For 40 years Poster Plus has carried a wide variety of Original Vintage Posters. From 1890's European advertising to American Travel Posters. From WPA, World War Propaganda, and Circus Posters to Artist exhibitions. We invite you to visit our gallery or browse our extensive collection online.
The modern history of posters began with Jules Cheret, who in the 1850's revolutionized the lithography printing technique by adding color. The poster as an advertising vehicle quickly spread from France throughout Europe and to the US. The drab broadsides with an overabundance of type were replaced with bright colors and often scantily clad women inviting the viewer to go to the Folies Bergere, to buy Absinthe Robette, or to shop for clothing, perfume or biscuits. It quickly became known as the art of the streets, and collecting was so widespread in the 1890's that one could buy a Toulouse-Lautrec poster in Paris or Chicago.

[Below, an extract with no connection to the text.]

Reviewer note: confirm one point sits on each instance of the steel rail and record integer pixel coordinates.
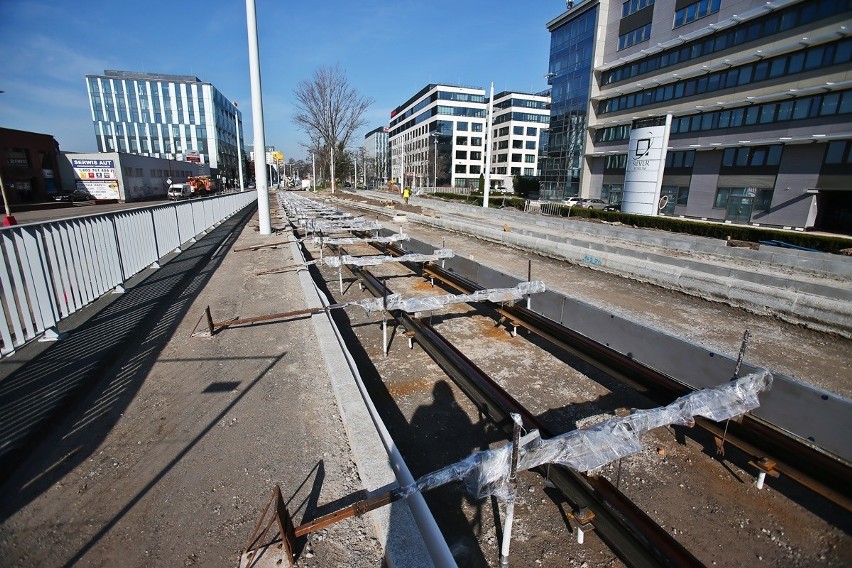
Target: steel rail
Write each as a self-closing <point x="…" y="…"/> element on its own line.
<point x="803" y="463"/>
<point x="633" y="536"/>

In the United States, poster advertising exploded in the 1890's with Harper's and other popular magazines issuing monthly posters. Circuses such as Ringling Brothers or Barnum & Bailey preceded their arrival in towns all across the country with posters plastered on every vacant wall. World Wars I and II led to the use of the poster as a propaganda tool; posters encouraged citizens to enlist, conserve, produce and buy bonds.

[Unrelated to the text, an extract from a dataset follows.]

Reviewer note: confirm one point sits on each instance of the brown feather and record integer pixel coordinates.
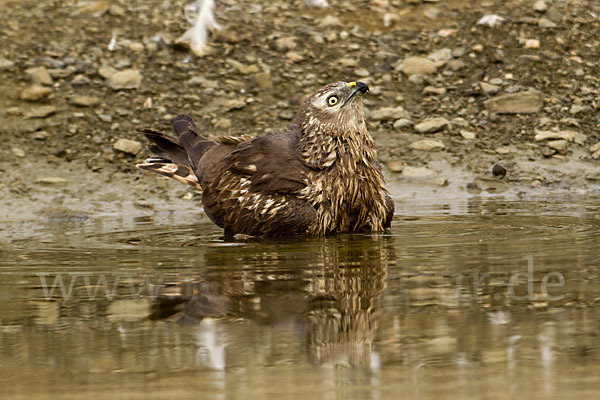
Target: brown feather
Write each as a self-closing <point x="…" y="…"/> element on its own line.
<point x="319" y="176"/>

Posters as advertising messages declined after WWII with the use of color in periodicals and television. Posters were truly ephemeral pieces of paper. They were pasted over, torn down and discarded when the event or campaign ended. It is a testament to their beauty, interest and cultural value that some few survived. Throughout the periods of poster production collectors obtained the latest designs by bribing the workers pasting up the posters, tearing the posters off a wall, or by purchasing them from the publisher or specialty shops.
Collecting as a passion or hobby has gone through several periods of intense interest. During the "poster craze" of the 1890's large private collections were assembled in Europe and the US. The patriotism of the two World Wars led to collecting once again. Today, people all over the world are not only collecting vintage posters but are for the first time displaying them in their homes and offices. Corporations are buying back posters they once discarded. Museums are discovering posters in their dusty storerooms and putting them on display. These activities and the last 30 years of ever-increasing interest confirm that posters are gaining recognition not only as wonderful decorative objects, but also as important artistic and cultural artifacts.